Editorial I. La Nación
Line. Argentina, febrero 27, 2001.
La firme determinación del presidente Fernando de la Rúa en
favor de que la Argentina apoye, en la próxima reunión de la
Comisión de Derechos Humanos de las Naciones Unidas, el voto por el cual
se exhorta a Cuba a respetar los derechos y las libertades fundamentales coloca
una vez más a nuestra diplomacia del lado de los principios antes que del
pragmatismo.
El anuncio presidencial de que se reiterará en ese encuentro
internacional el mismo criterio que se utilizó un año atrás
en aquel ámbito es también un signo de firmeza política
frente a las presiones que recibió en las últimas semanas el
primer mandatario por parte de los titulares de las dos fuerzas que integran la
coalición gobernante, el ex presidente Raúl Alfonsín y el
ex vicepresidente Carlos Alvarez, para corregir el voto argentino contra el régimen
político de Cuba y pasar a la abstención.
Es evidente que en el transcurso del último año nada ha
cambiado en Cuba como para modificar la tesitura que la Argentina ha sostenido
en los últimos tiempos.
A la hora de analizar el sentido de nuestro voto en el citado organismo
internacional, no es lo fundamental evaluar que la guerra fría ha llegado
a su fin o que han cesado las antiguas amenazas de una exportación del régimen
comunista cubano a otros países de América latina. De lo que se
trata es de algo mucho más simple: de determinar si en Cuba se respetan o
no los derechos esenciales de la persona humana.
En la isla caribeña, gobernada durante más de cuatro décadas
por Fidel Castro, hoy, igual que ayer, no existen derechos ni garantías
individuales; la libertad de prensa brilla por su ausencia y la discrecionalidad
del Estado con frecuencia asume caracteres policíacos.

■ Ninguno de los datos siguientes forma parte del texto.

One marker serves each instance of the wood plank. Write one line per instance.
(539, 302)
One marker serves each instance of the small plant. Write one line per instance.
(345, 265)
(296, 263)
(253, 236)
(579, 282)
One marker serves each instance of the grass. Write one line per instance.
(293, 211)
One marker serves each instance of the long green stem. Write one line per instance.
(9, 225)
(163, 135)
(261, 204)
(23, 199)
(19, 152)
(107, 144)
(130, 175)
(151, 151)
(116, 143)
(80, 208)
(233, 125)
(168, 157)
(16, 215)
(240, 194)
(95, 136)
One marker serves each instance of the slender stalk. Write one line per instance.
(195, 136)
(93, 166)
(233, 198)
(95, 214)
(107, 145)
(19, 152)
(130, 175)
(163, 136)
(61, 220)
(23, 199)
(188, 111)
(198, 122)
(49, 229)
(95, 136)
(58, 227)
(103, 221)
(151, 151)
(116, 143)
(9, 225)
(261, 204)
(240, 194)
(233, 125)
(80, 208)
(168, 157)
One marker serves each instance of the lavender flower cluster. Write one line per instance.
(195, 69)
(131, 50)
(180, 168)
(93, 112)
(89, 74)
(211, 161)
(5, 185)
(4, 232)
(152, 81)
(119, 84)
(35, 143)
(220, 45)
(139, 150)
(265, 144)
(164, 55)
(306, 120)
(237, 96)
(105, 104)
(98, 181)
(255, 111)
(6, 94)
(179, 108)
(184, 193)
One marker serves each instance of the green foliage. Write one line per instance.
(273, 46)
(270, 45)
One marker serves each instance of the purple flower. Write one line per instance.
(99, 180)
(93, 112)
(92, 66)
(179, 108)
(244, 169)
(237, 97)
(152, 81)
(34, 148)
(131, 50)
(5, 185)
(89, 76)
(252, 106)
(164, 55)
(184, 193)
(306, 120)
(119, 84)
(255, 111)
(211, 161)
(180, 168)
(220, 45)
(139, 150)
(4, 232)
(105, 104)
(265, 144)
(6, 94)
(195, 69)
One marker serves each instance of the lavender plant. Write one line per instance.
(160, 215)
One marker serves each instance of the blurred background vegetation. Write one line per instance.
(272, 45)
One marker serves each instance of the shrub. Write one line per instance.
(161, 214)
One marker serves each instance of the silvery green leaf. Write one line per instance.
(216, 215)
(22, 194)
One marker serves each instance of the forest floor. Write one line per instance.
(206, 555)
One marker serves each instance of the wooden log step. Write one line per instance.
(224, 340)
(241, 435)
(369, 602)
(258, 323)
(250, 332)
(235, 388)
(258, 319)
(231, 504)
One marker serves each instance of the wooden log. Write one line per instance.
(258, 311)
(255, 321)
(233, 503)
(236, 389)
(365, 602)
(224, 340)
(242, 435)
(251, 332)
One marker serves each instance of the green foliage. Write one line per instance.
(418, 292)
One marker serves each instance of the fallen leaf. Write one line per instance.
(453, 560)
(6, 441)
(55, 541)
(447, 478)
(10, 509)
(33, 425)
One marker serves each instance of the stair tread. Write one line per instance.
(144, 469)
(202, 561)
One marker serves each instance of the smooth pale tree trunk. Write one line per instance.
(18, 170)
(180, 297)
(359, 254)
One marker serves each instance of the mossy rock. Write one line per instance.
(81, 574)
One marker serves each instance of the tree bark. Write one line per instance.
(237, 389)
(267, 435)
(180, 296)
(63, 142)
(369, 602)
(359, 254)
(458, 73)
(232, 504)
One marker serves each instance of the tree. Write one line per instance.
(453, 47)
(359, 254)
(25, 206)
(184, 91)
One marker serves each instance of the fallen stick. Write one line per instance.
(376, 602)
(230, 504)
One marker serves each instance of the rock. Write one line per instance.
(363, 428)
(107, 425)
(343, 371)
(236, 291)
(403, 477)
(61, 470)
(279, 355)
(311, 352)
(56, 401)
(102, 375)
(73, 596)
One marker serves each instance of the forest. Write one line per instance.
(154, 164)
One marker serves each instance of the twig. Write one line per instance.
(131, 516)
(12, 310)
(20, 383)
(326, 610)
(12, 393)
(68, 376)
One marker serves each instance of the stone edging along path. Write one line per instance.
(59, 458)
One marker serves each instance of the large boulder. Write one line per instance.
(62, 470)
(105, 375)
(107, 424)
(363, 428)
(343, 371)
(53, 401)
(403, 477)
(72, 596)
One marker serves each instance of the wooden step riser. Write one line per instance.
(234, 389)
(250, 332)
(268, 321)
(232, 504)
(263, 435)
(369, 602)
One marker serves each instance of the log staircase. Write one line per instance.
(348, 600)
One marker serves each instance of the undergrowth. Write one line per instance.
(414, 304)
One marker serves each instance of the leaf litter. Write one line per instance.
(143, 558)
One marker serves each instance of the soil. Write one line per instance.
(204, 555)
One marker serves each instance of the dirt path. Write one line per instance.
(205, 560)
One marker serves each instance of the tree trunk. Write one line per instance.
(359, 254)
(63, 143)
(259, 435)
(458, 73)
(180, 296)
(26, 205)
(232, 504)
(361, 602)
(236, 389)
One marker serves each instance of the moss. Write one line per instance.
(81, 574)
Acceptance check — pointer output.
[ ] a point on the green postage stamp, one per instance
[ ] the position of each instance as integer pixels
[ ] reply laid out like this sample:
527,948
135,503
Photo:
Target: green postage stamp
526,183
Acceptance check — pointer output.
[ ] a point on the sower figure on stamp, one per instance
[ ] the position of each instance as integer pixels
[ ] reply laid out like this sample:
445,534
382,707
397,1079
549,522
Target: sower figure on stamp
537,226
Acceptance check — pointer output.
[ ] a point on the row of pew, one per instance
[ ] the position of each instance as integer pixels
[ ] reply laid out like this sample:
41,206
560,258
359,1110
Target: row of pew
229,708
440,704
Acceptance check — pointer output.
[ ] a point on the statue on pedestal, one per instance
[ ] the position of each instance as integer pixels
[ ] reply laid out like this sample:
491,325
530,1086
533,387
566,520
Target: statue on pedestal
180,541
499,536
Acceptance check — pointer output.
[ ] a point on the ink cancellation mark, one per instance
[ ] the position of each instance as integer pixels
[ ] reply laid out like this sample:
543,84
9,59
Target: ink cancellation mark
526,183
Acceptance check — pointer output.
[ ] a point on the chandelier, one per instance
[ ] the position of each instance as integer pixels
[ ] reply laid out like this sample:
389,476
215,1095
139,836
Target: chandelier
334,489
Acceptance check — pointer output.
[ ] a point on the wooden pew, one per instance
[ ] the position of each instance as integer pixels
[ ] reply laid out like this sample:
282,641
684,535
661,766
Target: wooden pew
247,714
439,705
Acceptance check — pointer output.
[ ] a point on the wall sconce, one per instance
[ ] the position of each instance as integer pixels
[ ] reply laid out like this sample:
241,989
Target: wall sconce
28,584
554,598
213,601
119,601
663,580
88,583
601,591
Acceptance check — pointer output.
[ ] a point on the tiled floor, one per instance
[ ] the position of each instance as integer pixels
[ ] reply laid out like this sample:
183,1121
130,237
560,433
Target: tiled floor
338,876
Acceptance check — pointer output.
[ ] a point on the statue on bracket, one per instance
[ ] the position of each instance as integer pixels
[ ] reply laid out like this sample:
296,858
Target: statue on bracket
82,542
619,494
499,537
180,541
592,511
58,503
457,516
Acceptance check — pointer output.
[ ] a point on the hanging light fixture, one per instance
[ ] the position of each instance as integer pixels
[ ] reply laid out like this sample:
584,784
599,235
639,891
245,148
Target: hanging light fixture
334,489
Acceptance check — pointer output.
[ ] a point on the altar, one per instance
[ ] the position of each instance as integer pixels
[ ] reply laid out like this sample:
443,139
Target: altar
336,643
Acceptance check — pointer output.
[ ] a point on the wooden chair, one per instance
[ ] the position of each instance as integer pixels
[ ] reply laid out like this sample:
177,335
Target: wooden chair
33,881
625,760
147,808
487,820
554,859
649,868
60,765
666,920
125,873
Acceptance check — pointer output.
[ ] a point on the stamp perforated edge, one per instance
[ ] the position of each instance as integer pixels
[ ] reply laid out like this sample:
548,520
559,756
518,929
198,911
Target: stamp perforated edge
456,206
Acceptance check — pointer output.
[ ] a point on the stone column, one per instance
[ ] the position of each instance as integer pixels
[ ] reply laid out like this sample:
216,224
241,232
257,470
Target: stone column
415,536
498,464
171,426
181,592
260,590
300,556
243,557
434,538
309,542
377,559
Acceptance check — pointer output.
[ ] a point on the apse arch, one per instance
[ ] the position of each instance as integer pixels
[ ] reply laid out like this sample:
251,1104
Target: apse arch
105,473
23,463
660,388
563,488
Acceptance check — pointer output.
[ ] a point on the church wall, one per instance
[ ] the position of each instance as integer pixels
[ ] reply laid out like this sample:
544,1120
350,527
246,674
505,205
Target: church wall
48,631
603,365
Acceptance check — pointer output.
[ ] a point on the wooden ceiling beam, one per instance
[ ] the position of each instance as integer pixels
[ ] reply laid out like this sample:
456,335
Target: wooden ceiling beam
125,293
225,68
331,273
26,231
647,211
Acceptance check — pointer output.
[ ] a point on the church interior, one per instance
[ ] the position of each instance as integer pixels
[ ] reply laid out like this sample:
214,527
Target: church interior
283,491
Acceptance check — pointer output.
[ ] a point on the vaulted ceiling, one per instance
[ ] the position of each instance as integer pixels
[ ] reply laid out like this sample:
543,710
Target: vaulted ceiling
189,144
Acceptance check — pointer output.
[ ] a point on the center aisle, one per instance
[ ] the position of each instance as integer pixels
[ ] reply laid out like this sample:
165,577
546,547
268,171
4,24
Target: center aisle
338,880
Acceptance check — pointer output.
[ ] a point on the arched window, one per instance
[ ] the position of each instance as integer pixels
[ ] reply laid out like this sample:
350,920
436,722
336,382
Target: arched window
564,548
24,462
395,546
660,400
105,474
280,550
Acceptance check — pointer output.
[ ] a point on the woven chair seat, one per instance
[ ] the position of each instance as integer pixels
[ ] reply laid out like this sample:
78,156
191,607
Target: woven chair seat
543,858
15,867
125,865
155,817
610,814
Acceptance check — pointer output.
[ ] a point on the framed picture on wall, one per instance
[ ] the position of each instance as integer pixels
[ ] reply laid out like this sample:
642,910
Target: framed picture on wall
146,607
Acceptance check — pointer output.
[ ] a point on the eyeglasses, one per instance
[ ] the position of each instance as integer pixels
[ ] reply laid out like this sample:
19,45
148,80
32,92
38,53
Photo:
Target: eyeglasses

No puede obviarse tampoco la existencia en Cuba de una auténtica ley
mordaza que considera como un delito punible hasta con treinta años de
prisión toda discrepancia con el régimen. En estas circunstancias,
la Argentina debe atenerse a tales datos y votar en función de
principios, más allá de los alineamientos internacionales o de
otras cuestiones pragmáticas.
Distinto es el conflicto suscitado por el prolongado embargo contra Cuba que
viene sosteniendo Estados Unidos. Se trata de una política que se ha
probado ineficaz para alcanzar su declarado fin de debilitar al gobierno de
Castro y contribuir a la llegada de la democracia en la isla.
Diferentes voces, expuestas fundamentalmente en las cumbres de países
iberoamericanos desarrolladas en los últimos años, han señalado
la conveniencia de poner fin a esa estrategia desplegada por los sucesivos
gobiernos norteamericanos durante más de tres décadas.
Si el embargo fuera levantado, el intercambio comercial, la asociación
de empresas y la cooperación económica contribuirían
-probablemente- a posibilitar un mayor contacto con las ideas de libertad económica
y política y provocarían un impulso innovador en distintos
sectores de la sociedad, lo cual podría conducir, en algún
momento, a persuadir a la dirigencia cubana acerca de las bondades de un sistema
basado en el libre flujo de la información y en las instituciones democráticas.
Es saludable que el presidente de la República haya tomado en sus
manos con firmeza, como lo exige la Constitución, el manejo de las
relaciones internacionales y haya antepuesto a cualquier otra consideración
la defensa de los supremos principios que amparan la dignidad de la persona
humana.
Es de esperar que el mismo celo para anteponer los principios a las
conveniencias pragmáticas se observe, en el mundo, a la hora de
considerar la situación de otros regímenes despóticos, como
el de China. La diplomacia de los países democráticos no debería
hacer distingos injustificados al ejercer la defensa de los derechos humanos y
al rechazar los atropellos de los regímenes totalitarios.